Kelas semakin sepi, beberapa mahasiswa sudah meninggalkan ruangan. Jangankan mengajak bergabung, menyadari kehadiranku pun sepertinya enggan mereka lakukan. Atau mungkin mereka sengaja mengabaikanku.

Sebenarnya aku tak masalah bila harus bekerja sendirian. Akan tetapi, sebelumnya dosen sudah menegaskan bahwa kerjasama mempengaruhi nilai individu. Hasil yang dicapai adalah perolehan bersama. Artinya, nilai setiap individu ditentukan oleh kelompoknya.

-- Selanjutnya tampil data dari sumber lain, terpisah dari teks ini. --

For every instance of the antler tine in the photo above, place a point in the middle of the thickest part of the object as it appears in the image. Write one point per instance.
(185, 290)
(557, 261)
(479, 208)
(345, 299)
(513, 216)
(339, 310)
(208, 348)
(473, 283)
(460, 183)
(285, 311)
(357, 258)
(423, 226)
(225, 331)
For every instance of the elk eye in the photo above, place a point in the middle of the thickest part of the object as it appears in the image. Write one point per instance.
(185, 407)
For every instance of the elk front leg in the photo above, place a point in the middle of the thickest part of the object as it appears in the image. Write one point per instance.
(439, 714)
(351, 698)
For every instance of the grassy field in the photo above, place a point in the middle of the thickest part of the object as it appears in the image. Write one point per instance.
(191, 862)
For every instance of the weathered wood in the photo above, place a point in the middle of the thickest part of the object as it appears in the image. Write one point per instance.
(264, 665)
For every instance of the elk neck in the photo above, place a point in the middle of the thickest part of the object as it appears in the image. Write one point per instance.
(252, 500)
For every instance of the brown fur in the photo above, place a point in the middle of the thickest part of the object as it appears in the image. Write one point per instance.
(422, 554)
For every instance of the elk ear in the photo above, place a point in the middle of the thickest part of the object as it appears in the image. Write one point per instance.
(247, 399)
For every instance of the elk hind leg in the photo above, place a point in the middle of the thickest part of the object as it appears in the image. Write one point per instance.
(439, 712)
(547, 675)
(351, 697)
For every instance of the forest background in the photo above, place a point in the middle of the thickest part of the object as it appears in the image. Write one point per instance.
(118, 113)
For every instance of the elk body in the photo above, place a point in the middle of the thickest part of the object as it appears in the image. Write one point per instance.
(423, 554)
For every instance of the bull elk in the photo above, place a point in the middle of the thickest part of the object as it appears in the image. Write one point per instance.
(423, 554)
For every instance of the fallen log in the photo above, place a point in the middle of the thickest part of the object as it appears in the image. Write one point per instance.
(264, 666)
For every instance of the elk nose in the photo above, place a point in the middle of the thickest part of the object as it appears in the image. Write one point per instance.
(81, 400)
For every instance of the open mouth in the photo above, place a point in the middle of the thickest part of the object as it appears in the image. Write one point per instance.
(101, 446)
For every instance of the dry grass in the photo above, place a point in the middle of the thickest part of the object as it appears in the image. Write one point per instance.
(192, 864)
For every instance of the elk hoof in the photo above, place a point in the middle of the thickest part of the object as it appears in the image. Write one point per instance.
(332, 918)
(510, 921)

Berdasarkan desas-desus yang terdengar, beberapa dosen yang mengampu mata kuliah saat ini benar-benar menjadikan kerjasama sebagai standar perolehan nilai. Tak ada gunanya makalah bagus, kalau anggota kelompok tak memahami. Sungguh tak berguna, bila harus bekerja sendirian.

Aku menyederkan punggung pada sandaran kursi.

"Hah ..."

Disaat seperti ini aku amat sangat membutuhkannya.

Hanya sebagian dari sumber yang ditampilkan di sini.